I am mystified as to why Kristen Stewart was cast in this film as the lead, Snow White. Not because she’s a lousy actress (even though she kind of is, she couldn’t even play Joan Jett well), but when people think of an actress who embodies and epitomizes innocence, beauty, and strength, they don’t automatically think, “Oh, Kristen Stewart!” Well, I guess the director did, otherwise they would not have paid her a hefty $34 million to be in the film. Unsurprisingly, she is dull, does not give Snow White any more depth than one could expect (which is probably more the writing than her), and adds little to the film. Again, a bit puzzled as to why she was cast in the film and why she was paid so much. I guess we will never know. What particularly troubles me is that Snow White is essentially the story of a woman coming into her own (leave the sex off the table here), and the film is supposed to portray that aspect her as some kickass heroin. The thing is, we never actually get to see that aspect of her. While she may run quite often, there are no moments when she really takes control of the situation, to really be the heroin.
The rest of the cast is just as bland.
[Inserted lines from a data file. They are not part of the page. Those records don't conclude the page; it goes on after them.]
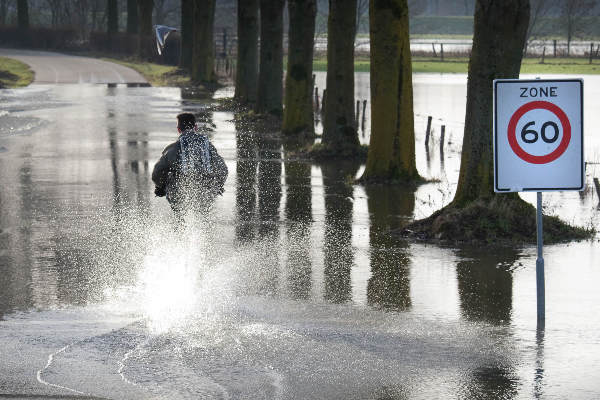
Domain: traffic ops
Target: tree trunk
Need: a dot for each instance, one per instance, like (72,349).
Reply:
(298,111)
(498,41)
(187,33)
(146,44)
(112,17)
(339,131)
(22,15)
(392,147)
(203,52)
(132,19)
(270,76)
(3,11)
(246,78)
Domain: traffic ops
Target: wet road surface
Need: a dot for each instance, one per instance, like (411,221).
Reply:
(291,288)
(57,68)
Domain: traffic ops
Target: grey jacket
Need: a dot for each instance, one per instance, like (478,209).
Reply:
(191,164)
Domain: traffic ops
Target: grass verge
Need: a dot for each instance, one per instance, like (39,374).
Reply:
(499,221)
(14,73)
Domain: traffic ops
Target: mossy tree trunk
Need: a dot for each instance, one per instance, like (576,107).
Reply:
(132,19)
(500,28)
(339,130)
(187,33)
(23,15)
(298,111)
(146,44)
(112,22)
(203,52)
(270,76)
(246,78)
(112,17)
(392,147)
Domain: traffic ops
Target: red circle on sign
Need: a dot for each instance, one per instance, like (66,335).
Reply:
(512,132)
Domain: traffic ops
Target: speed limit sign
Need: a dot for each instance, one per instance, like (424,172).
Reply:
(538,135)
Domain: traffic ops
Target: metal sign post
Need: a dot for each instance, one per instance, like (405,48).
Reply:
(539,265)
(538,146)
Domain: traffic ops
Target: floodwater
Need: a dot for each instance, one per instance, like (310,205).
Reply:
(290,288)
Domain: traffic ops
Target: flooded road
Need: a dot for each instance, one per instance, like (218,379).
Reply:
(290,288)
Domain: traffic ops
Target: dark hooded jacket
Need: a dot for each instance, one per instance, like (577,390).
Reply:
(190,170)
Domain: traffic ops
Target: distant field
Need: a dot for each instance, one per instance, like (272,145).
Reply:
(574,66)
(588,28)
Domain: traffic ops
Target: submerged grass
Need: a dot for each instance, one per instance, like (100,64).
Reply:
(493,222)
(14,73)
Chris Hemsworth (Thor) is essentially fine in the film, and he adds some much needed humor to the game. The seven dwarves serve very little purpose, but the faces of famous actors seemed to have been super imposed on the bodies of little people. Hey, look, Bob Hoskins! Ian McShane! Nick Frost!
The action sequences are actually less than interesting and the way that they are edited is comparable to something called chaos cinema. But there seems so little point with the action sequences that are included, as they do pretty much nothing to drive the story forward. With the scale that they have, the actual purpose is minimal.
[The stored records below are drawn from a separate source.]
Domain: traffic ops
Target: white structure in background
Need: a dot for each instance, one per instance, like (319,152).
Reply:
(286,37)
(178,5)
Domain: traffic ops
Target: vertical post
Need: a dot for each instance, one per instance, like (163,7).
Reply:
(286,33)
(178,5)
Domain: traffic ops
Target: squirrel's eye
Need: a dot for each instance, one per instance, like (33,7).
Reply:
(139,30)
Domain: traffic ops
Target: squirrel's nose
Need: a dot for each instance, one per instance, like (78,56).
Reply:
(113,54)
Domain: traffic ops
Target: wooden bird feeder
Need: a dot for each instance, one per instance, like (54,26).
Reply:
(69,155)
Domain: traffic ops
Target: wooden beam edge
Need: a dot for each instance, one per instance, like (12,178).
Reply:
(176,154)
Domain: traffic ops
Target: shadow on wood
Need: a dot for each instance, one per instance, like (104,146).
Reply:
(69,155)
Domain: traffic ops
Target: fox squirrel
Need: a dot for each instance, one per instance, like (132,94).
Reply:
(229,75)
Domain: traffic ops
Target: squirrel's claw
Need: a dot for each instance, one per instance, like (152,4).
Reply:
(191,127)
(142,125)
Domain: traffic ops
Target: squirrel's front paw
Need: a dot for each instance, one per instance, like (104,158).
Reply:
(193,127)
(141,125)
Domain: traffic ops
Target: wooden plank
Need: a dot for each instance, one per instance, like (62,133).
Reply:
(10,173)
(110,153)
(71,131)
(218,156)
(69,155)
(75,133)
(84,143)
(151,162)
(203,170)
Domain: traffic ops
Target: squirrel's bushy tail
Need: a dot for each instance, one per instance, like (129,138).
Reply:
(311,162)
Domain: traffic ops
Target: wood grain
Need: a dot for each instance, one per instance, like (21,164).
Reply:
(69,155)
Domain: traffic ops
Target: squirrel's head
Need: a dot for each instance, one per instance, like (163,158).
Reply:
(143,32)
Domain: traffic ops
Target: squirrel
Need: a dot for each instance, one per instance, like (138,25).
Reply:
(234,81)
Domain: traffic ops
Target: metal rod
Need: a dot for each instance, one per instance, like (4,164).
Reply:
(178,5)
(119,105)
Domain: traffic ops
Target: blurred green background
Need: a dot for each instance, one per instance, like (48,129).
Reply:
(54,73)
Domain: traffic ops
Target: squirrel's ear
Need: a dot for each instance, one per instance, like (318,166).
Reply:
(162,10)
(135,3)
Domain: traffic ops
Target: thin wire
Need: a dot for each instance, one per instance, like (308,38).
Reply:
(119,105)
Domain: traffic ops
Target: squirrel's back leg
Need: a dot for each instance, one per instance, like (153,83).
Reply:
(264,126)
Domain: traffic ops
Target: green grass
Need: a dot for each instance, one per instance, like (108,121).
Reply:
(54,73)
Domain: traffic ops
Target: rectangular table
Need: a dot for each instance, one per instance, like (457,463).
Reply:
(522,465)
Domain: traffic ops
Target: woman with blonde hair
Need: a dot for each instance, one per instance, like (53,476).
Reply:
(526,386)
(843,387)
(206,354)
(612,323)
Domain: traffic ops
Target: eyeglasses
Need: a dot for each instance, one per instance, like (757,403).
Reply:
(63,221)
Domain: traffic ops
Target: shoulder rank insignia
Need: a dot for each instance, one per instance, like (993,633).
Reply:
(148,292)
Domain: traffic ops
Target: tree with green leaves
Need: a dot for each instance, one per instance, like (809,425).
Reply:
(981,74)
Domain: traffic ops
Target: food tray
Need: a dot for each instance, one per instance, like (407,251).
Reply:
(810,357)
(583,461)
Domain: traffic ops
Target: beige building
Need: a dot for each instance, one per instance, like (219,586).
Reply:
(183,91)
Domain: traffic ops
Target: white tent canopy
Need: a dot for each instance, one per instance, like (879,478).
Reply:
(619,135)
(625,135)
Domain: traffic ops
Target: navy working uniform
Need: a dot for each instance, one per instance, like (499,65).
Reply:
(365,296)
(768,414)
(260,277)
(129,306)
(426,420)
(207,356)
After all that negative stuff, there are some nice things to be said about the film! Yes, I’m not joking! It is very, very pretty to look at. The cinematography is often breath taking, the production value is extremely high, the visual effects are stunning, and the costumes (by Academy Award winner Colleen Atwood) are gorgeous. Yup, that’s about it. There’s no reason why it should look so good but be so bad.
Snow White and the Huntsman felt like a half assed Lord of the Rings rip off, trying to recreate that same stylistic majesty with none of the depth of its source material. Its convoluted and shallow writing, by three people (Evan Daugherty, John Lee Hancock, and Hossein Amini, the latter of whom wrote the flawless screenplay for Drive), offers no reason or depth or nuance for the audience. The acting is sadly subpar, even from the High Priestess of Bitchery, Charlize Theron. What can be said about the film is that it is pretty to look at. It is eye candy and nothing more. But great cinematography and production value does not a movie make. There has to be a reason why we care that Snow White, blandly played by Stewart, is the fairest of them all. Otherwise, it’s technically fare game.